No, grapes are not citrus.
You love the way she says "grapefruit."
Grapes froot.
You marry a mermaid and the second month you spend under water, learning about coral, tides. How sound flows differently.
You marry a mermaid and you spend the third month on land teaching her about warm colors. Red, yellow. Pink. They exist underwater, of course, but they appear different here, this atmosphere (air) splitting the prism differently than that atmosphere (water).
You marry a mermaid and you spend the fourth month under water learning about heat. You have heat on land, of course, but here there are volcanoes, minuscule to what you think of as a volcano. She teaches you how to enjoy the liminal space between the scalding water and the icy ocean depths.

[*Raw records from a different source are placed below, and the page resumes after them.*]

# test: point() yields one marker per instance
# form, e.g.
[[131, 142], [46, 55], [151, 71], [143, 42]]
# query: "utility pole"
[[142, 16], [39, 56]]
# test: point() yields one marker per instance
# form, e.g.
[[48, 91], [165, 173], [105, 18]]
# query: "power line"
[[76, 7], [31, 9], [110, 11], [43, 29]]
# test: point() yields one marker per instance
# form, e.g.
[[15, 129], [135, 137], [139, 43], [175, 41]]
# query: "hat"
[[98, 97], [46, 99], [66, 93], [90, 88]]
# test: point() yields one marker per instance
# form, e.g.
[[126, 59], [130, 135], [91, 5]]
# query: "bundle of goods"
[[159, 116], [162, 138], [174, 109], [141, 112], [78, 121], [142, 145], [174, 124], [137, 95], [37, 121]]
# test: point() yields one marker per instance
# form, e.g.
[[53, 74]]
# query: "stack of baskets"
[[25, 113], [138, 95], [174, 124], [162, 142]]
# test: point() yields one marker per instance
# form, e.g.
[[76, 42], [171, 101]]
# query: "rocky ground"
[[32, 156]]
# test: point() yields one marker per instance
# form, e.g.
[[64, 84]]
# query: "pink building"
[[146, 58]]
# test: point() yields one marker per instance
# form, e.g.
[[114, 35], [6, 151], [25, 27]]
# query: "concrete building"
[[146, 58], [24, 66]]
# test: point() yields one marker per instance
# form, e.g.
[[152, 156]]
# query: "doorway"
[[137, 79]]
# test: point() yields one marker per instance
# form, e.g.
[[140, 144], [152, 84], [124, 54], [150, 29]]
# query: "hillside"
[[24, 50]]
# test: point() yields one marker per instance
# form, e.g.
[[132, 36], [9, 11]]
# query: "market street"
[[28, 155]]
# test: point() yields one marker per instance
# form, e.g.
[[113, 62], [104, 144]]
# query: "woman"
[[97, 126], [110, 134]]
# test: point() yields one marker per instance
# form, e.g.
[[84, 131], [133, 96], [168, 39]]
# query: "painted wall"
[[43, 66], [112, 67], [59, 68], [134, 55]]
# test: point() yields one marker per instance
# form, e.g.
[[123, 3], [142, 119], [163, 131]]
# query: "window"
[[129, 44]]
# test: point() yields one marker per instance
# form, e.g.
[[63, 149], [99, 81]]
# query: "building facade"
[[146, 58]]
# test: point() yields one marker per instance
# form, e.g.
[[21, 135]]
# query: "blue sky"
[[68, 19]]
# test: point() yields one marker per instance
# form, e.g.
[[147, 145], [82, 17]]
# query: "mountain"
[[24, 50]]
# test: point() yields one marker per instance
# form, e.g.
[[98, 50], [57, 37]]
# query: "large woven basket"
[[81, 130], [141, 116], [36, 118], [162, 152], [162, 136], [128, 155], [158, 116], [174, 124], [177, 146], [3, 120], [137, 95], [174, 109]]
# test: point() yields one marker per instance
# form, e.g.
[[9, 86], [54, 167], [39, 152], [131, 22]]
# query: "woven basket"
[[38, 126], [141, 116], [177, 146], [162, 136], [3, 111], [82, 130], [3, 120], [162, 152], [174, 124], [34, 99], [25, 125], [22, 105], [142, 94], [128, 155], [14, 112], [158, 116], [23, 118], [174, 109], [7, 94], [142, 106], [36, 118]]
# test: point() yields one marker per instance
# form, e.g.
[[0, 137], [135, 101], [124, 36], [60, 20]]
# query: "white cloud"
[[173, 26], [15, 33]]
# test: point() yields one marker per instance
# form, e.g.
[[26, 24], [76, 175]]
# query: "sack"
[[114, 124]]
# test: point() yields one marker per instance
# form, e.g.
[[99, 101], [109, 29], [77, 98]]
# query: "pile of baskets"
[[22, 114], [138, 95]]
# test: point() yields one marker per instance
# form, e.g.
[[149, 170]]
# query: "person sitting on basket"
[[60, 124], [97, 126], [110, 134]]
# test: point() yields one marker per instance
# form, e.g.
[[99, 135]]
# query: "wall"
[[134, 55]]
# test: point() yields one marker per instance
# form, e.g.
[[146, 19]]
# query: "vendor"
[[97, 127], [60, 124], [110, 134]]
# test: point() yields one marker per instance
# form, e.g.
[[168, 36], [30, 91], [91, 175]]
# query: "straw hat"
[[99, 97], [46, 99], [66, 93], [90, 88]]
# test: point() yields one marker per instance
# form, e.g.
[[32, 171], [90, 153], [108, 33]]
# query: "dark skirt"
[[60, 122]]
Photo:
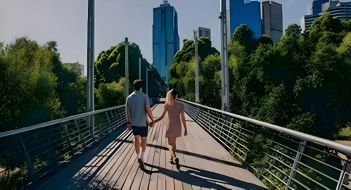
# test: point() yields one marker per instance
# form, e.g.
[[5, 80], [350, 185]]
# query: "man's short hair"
[[138, 84]]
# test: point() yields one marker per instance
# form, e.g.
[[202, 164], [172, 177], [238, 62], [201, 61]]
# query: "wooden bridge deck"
[[204, 164]]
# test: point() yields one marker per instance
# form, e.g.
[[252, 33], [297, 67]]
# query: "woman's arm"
[[184, 123], [161, 117]]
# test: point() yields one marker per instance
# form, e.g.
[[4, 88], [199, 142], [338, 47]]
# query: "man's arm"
[[149, 113], [184, 123], [128, 118]]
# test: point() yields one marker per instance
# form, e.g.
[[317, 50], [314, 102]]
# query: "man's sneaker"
[[176, 160], [171, 161], [141, 163]]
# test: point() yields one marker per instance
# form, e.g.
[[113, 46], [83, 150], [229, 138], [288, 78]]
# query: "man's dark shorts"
[[142, 131]]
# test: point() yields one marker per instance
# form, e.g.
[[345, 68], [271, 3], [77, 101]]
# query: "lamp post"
[[90, 63], [126, 70], [224, 58], [147, 81]]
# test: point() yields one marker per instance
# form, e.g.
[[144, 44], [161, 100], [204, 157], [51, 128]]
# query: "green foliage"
[[183, 72], [35, 87], [110, 94], [300, 82], [110, 66]]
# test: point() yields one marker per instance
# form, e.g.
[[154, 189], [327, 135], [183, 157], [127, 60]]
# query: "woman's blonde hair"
[[171, 96]]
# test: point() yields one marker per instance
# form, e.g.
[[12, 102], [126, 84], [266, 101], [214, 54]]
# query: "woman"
[[175, 111]]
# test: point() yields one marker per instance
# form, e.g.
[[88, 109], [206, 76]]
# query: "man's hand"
[[152, 123]]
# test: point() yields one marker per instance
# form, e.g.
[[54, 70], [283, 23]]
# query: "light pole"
[[140, 68], [90, 63], [224, 58], [197, 99], [147, 81], [126, 70]]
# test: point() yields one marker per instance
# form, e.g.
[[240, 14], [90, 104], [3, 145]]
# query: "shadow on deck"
[[112, 164]]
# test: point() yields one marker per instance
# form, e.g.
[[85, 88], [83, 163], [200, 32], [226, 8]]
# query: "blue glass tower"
[[245, 12], [165, 38], [317, 6]]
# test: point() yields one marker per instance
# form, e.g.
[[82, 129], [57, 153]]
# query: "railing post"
[[80, 134], [342, 174], [30, 167], [109, 121], [296, 160]]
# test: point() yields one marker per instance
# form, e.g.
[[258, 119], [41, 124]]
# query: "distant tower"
[[165, 38], [205, 32], [245, 12], [272, 17]]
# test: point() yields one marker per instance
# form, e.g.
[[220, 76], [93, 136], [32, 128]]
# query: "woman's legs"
[[172, 146]]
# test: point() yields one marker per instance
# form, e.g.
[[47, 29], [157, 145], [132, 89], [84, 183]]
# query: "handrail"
[[54, 122], [281, 157], [29, 153], [325, 142]]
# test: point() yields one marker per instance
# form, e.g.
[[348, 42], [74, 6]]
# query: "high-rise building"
[[245, 12], [76, 67], [165, 38], [317, 6], [337, 9], [204, 32], [272, 17]]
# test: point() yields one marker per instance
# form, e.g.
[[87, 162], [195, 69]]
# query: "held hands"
[[129, 126]]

You marry a mermaid and you spend the fifth month on land teaching her about potatoes. She makes a delightful sound when she tries her first fried potato. The texture almost unbearably crispy. You spend three days on a boardwalk eating potatoes.
When she tries cheese...
...when she tries cheese... on potatoes...
The memory of that expression on her face is worth every jewel, every coin, ever to pass through your fingers, from birth to death.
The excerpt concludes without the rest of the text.